In short, whereas GE's pension deficit seemed like a major threat to the company a few years ago, it now seems very manageable. Moreover, interest rates have continued to rise in 2022. If that trend holds through year-end, it could drive further improvement in GE's pension deficit. (Higher interest rates reduce the present value of future payments to retirees.)
GE's insurance operations are looking better
In another good sign for investors, the performance of General Electric's insurance business seems to have stabilized. Four years ago, GE announced that it would take a $6.2 billion charge and contribute nearly $15 billion to its insurance reserves over seven years due to rising losses in its long-term care reinsurance portfolio. Since then, many investors have been on edge, worried that this non-core unit's losses could worsen.
Instead, GE's claims experience has been a little better than projected.
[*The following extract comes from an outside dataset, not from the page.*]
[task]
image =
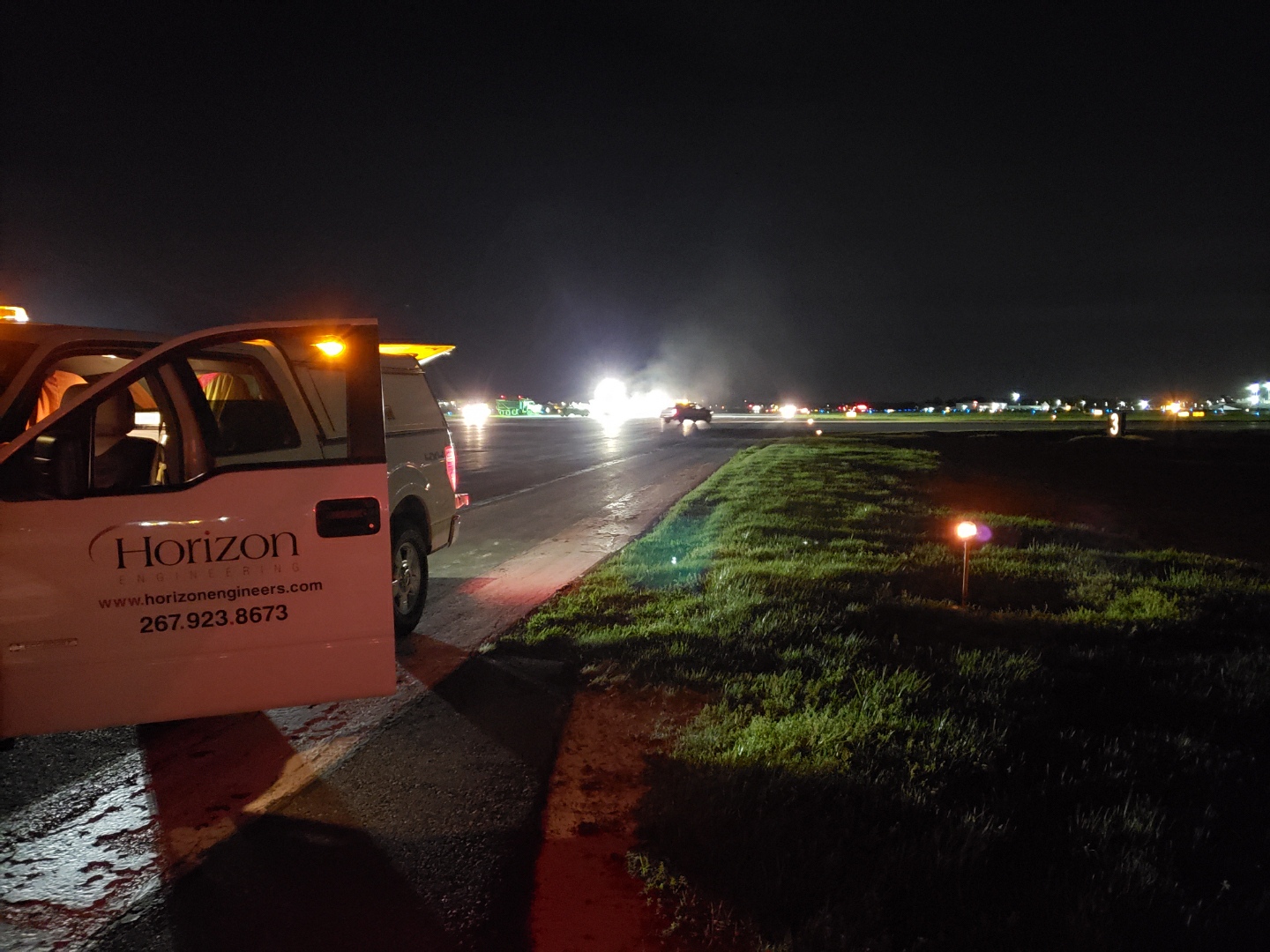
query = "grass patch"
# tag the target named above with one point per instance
(1079, 762)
As of the company's most recent premium deficiency test (completed in the third quarter of 2021), GE had a positive margin of 11% of its future policy benefit reserves. In effect, that means it now has a little breathing room for things to go wrong without triggering another earnings charge.
Additionally, the number of covered lives for GE's long-term care reinsurance business has fallen 8% over the past two years, from approximately 328,000 to 301,600. If anything, these declines could accelerate, as the average policyholder age now stands at 78. Thus, the inherent risk of GE's long-term care portfolio is decreasing every year.
Most investors think of the insurance business mainly as a source of risk for GE, but it actually posted profits in 2020 and 2021. In the long run, GE's insurance operations could have significant value to the company, particularly as the less predictable long-term care liabilities run off.
Downside risk is moderating
General Electric certainly has more work ahead of it to finish fixing its less successful business units and split itself into three public companies. Just this week, the company warned that supply chain problems will continue to put pressure on its financial results in the first half of 2022.
However, GE's annual report shows that its biggest sources of balance sheet risk are fading quickly. It now seems highly unlikely that General Electric's pension obligations or insurance liabilities will bring the company down. That means investors can afford to be patient. As the current supply chain constraints ease and management finalizes the separation into three companies over the next few years, GE stock could leap higher.